O secretário de Estado norte-americano, John Kerry, chegou a Marraquexe para as conversações de alto nível na conferência do clima e declarou abertamente que, em matéria de alterações climáticas, a administração Obama não está disposta a deixar cair a sua política de luta contra as alterações climáticas nem acredita que Donald Trump mantenha as suas ameaças de retirar o país dos acordos do clima — da janela do poder, a paisagem será outra. No mesmo dia, mais de 360 empresas também dos EUA, e muitas delas multinacionais, anunciaram uma posição comum, pedindo ao Presidente eleito que respeite os compromissos assumidos pelo país nos últimos anos e não faça tábua rasa deles.
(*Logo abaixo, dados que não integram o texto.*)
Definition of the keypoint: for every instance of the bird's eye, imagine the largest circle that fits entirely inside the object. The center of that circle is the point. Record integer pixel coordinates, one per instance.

Mais do que descortinar coincidências entre as duas iniciativas, o braço-de-ferro explicitado perturba a retórica de Trump de tratar as alterações climáticas por “embuste” criado “pelos chineses para tornar a indústria norte-americana não competitiva”, e eleva a questão do aquecimento do planeta a prioridade política. Por outro lado, a entrada em cena de multinacionais, protagonistas do capitalismo, coloca o Presidente eleito frente a contrapartes inesperadas.
Ambos os casos tiraram partido de um momento-chave em que a comunidade internacional está representada em peso em Marraquexe a tentar que o Acordo de Paris tenha pernas para andar — é com esta comunidade que o próximo ocupante da Casa Branca vai ter de lidar, quer queira, quer não.
Desde que ameaçou tirar os EUA dos acordos do clima e levantar as restrições ambientais para a indústria do carvão, do gás e do petróleo poderem explorar mais, Trump conseguiu que as acções das petrolíferas e do sector do carvão valorizassem e as das energias renováveis perdessem. Não foram, no entanto, as renováveis a queixarem-se, mas grandes grupos que vêm de outros sectores. Vêm da química, do retalho, da indústria alimentar, das TIC, da hotelaria, do vestuário, da cosmética, entre outros, e são prova de que as alterações climáticas se tornaram parte do seu modelo de negócio. Ou seja, a discussão do aquecimento global já é parte da economia real e entrou nas empresas (para lá das energéticas), no capital, na iniciativa privada, que o próprio tanto defende.
Ao invés do olhar negativo que fez render na campanha sobre este assunto, as subscritoras da petição mostram o que pode ganhar se recuar na ameaça: criação de empregos, reforço da competitividade, estímulo à inovação, clareza para os decisores financeiros e estabilidade para as próprias empresas. A realidade é especialista em boomerangs.